What is The Goblin Emperor about?
The Goblin Emperor follows Maia, the youngest and most despised son of the elvish emperor, who has spent his life in exile with a bitter guardian and suddenly becomes emperor at eighteen following an airship crash that kills his father and three elder brothers. Utterly unprepared and surrounded by courtiers with their own agendas, Maia must learn statecraft on the job while navigating assassination plots, arranged marriages, and a court that has never seen anything like him. His primary tool is not cunning but the simple act of genuine attention to the people around him.
Is The Goblin Emperor a standalone novel or part of a series?
The Goblin Emperor is complete in itself and requires no follow-up, though Addison wrote a companion novel, The Witness for the Dead (2021), following a minor character from the original. The companion stands alone and does not require Maia's story. Most readers of The Goblin Emperor find it satisfying as a standalone — the ending is complete and the emotional arc is resolved.
What should I read after The Goblin Emperor?
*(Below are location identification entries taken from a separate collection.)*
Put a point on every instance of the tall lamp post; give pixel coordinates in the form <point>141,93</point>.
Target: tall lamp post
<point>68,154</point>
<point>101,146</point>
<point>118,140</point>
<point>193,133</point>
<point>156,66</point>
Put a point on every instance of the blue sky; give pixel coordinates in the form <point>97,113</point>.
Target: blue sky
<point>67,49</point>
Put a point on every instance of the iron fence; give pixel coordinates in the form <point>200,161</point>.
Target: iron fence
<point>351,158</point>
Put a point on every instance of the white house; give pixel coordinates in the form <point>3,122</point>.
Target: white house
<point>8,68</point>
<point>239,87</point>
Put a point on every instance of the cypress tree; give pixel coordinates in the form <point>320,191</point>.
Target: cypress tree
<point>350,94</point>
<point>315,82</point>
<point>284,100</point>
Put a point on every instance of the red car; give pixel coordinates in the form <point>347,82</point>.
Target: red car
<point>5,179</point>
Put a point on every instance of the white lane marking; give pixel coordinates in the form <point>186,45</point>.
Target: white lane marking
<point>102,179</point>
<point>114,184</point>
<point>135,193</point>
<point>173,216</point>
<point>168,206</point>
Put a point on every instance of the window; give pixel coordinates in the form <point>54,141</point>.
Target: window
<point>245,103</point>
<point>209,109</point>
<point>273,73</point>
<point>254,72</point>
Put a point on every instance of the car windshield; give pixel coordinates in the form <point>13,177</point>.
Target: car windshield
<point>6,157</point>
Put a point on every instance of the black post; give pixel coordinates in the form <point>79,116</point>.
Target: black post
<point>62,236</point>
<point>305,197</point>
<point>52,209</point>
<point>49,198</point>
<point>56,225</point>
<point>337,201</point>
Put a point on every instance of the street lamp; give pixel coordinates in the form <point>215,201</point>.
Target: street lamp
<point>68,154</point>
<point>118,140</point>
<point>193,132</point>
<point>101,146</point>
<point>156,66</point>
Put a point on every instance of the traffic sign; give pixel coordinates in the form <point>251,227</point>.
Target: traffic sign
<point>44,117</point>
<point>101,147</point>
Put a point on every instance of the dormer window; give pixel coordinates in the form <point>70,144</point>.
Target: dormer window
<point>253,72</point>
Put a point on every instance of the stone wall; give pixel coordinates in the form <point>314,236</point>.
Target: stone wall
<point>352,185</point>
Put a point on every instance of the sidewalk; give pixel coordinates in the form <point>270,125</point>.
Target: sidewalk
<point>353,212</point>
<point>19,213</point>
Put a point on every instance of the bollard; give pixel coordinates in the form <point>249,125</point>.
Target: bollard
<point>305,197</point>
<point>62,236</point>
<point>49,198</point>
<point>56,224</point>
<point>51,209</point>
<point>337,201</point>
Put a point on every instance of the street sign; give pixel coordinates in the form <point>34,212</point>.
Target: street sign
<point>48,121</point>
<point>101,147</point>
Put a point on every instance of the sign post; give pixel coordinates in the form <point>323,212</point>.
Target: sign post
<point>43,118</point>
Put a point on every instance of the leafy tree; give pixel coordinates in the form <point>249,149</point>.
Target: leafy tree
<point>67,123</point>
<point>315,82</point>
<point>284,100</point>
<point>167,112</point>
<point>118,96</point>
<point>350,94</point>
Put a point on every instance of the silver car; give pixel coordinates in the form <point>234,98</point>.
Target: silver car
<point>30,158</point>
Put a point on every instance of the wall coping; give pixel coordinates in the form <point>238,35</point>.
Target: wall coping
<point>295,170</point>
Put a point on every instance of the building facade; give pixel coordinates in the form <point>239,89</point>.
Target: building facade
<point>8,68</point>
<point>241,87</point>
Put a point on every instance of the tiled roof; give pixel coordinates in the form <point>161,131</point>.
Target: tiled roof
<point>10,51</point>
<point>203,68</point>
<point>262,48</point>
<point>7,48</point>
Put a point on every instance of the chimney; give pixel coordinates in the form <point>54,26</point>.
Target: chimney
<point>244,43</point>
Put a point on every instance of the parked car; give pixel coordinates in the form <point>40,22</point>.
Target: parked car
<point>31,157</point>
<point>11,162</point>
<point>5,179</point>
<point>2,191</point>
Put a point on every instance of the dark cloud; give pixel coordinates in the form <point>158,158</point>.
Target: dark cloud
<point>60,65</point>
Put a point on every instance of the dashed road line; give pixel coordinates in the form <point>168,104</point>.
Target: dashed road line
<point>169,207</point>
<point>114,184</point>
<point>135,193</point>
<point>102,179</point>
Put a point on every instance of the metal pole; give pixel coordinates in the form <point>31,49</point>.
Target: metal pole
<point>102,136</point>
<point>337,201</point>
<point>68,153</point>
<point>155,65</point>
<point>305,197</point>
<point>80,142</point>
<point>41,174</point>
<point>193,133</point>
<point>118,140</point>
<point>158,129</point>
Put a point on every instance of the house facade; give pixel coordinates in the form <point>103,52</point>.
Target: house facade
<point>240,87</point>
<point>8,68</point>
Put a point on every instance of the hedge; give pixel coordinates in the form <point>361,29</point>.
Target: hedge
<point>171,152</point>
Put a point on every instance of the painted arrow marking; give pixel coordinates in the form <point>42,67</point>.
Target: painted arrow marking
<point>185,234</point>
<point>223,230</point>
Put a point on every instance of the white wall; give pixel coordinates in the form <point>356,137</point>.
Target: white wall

After The Goblin Emperor, Robin Hobb's Assassin's Apprentice covers comparable territory — an outsider protagonist navigating court politics — but with considerably darker emotional register. Ursula K. Le Guin's A Wizard of Earthsea offers the same careful, humane approach to fantasy world-building. For another fantasy built around ethics and decency rather than moral compromise, Lois McMaster Bujold's The Curse of Chalion has a similar warmth and political intelligence.